I disagree with the other answers here.
$$\int x^2+2x \,\mathrm{d}x$$
is not correct; the integral needs to be written as
$$\int (x^2+2x) \,\mathrm{d}x$$
instead.
Think of the definite integral, which is really the source of this notation — the definite integral here would be a limit of sums of the form
$$\sum_k (x_k^{\,2}+2x_k) \,\Delta x,$$
not sums of the form
$$\sum_k x_k^{\,2}+2x_k\Delta x.$$
The standard notation works for integrals because you can treat the integral as similar to a summation, and you can treat the part after the integral sign as similar to a product of the integrand and $\mathrm{d}x.$ (Obviously this is just a similarity, not a rigorous definition, but it works in practice.)
Here's an example where it matters: If you want to use a change of variables and apply the substitution rule, you'll get the right answer if you start with
$$\int (x^2+2x) \,\mathrm{d}x$$
and apply the usual laws of algebra, but you will not get the right answer if you start with
$$\int x^2+2x \,\mathrm{d}x$$
instead. (You'll need to add the parentheses back in which should have been there all along.)

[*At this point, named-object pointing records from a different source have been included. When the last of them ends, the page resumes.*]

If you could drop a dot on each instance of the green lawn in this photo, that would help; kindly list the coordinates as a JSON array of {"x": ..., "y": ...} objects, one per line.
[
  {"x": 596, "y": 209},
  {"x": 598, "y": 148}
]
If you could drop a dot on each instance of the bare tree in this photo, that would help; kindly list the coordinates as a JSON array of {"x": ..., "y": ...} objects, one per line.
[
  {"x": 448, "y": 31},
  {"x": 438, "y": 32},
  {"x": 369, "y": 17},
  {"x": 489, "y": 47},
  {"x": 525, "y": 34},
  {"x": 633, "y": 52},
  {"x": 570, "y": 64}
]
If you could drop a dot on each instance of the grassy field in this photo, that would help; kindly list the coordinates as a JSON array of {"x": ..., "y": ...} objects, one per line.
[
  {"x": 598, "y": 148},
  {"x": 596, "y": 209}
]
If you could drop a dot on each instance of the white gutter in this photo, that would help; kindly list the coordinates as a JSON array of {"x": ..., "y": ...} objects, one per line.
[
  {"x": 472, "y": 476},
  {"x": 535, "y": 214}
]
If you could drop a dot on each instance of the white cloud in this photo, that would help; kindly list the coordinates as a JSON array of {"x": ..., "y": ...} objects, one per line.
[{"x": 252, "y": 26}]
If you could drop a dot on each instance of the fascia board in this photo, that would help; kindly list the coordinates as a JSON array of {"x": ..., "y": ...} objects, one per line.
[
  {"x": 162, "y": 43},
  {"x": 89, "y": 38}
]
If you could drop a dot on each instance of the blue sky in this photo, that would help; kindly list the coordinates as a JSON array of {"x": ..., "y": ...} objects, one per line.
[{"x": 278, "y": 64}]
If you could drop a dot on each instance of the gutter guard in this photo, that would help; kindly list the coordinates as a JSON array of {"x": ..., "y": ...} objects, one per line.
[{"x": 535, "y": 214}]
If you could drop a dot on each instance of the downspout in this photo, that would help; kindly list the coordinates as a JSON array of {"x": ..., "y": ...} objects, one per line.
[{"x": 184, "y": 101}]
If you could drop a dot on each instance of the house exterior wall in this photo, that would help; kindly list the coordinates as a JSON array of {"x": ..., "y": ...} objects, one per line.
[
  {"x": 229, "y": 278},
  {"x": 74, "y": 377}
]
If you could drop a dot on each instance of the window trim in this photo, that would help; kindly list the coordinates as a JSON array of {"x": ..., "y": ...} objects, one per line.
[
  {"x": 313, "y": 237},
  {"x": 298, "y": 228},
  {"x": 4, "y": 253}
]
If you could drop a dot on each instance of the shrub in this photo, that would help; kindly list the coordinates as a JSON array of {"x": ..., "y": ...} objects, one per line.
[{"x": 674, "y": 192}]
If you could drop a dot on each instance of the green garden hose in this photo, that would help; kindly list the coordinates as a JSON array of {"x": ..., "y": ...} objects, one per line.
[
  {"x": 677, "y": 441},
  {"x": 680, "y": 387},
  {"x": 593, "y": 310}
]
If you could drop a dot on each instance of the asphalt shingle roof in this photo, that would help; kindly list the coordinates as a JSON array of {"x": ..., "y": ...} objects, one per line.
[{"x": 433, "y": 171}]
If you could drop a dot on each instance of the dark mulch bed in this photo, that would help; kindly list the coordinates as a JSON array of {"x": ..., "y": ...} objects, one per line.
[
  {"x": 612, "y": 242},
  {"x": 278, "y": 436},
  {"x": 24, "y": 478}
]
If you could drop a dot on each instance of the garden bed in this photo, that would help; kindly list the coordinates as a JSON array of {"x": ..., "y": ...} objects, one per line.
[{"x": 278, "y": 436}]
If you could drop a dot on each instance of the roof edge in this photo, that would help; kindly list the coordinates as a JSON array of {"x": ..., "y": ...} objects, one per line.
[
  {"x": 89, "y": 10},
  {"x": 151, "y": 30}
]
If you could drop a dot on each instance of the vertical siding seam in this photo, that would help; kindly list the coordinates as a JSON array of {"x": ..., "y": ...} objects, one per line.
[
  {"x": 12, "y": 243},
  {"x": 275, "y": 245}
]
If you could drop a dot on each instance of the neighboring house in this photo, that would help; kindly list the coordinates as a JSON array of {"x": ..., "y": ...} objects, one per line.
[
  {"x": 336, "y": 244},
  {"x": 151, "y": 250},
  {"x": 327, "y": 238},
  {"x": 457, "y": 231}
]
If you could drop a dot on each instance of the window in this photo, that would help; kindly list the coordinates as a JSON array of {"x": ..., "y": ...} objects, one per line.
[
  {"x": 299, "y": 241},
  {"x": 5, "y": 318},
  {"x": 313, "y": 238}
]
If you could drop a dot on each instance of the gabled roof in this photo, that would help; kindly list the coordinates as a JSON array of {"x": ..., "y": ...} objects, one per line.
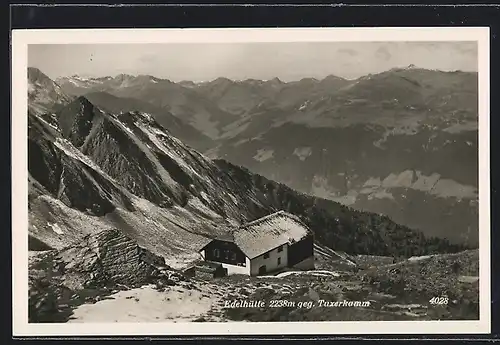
[{"x": 264, "y": 234}]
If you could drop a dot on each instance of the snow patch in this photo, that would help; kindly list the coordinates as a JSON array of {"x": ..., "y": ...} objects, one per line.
[{"x": 263, "y": 155}]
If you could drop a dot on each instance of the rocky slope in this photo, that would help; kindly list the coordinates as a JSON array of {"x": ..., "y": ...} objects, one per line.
[{"x": 183, "y": 102}]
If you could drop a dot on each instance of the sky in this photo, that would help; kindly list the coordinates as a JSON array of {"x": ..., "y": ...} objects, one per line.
[{"x": 238, "y": 61}]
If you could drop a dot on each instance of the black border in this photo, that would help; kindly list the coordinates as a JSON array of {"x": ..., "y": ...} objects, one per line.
[{"x": 212, "y": 16}]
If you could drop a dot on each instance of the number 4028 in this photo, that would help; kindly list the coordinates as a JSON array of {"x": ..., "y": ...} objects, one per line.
[{"x": 438, "y": 300}]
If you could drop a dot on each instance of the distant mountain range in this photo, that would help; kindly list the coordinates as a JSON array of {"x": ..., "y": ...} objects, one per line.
[{"x": 401, "y": 143}]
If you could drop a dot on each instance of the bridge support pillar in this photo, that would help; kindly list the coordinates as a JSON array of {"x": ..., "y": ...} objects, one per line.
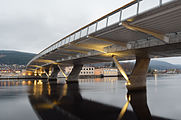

For those people who think otherwise, look in published math textbooks or journals and see what kind of usage you find. (If actual usage is different, I would certainly acknowledge that, along with a suggestion then that people should use parentheses when needed to treat this formally as a product of the integrand and $\mathrm{d}x,$ for the reasons I've stated.)
Best Answer
This is a conventional exception. If I were going to write $(f(x)+g(x))\,dx$, with no integral sign (e.g. when a differential equation is written as $a(x,y)\,dx+b(x,y)\,dy=0$ and the expression $a(x,y)$ or $b(x,y)$ has several terms) I would not omit the parentheses. Everything within the parentheses is multiplied by $dx$. If $f(x)+g(x)$ is in meters per second and $dx$ is in seconds, then $(f(x)+g(x))\,dx$. However, in something like $\displaystyle\int x^2+3x+10 \, dx$ it is quite conventional to omit delimeters. It is as if the expression $$ \int \cdots\cdots\cdots\cdots dx $$ acts in some way on whatever is written where "$\cdots\cdots\cdots\cdots$" appears.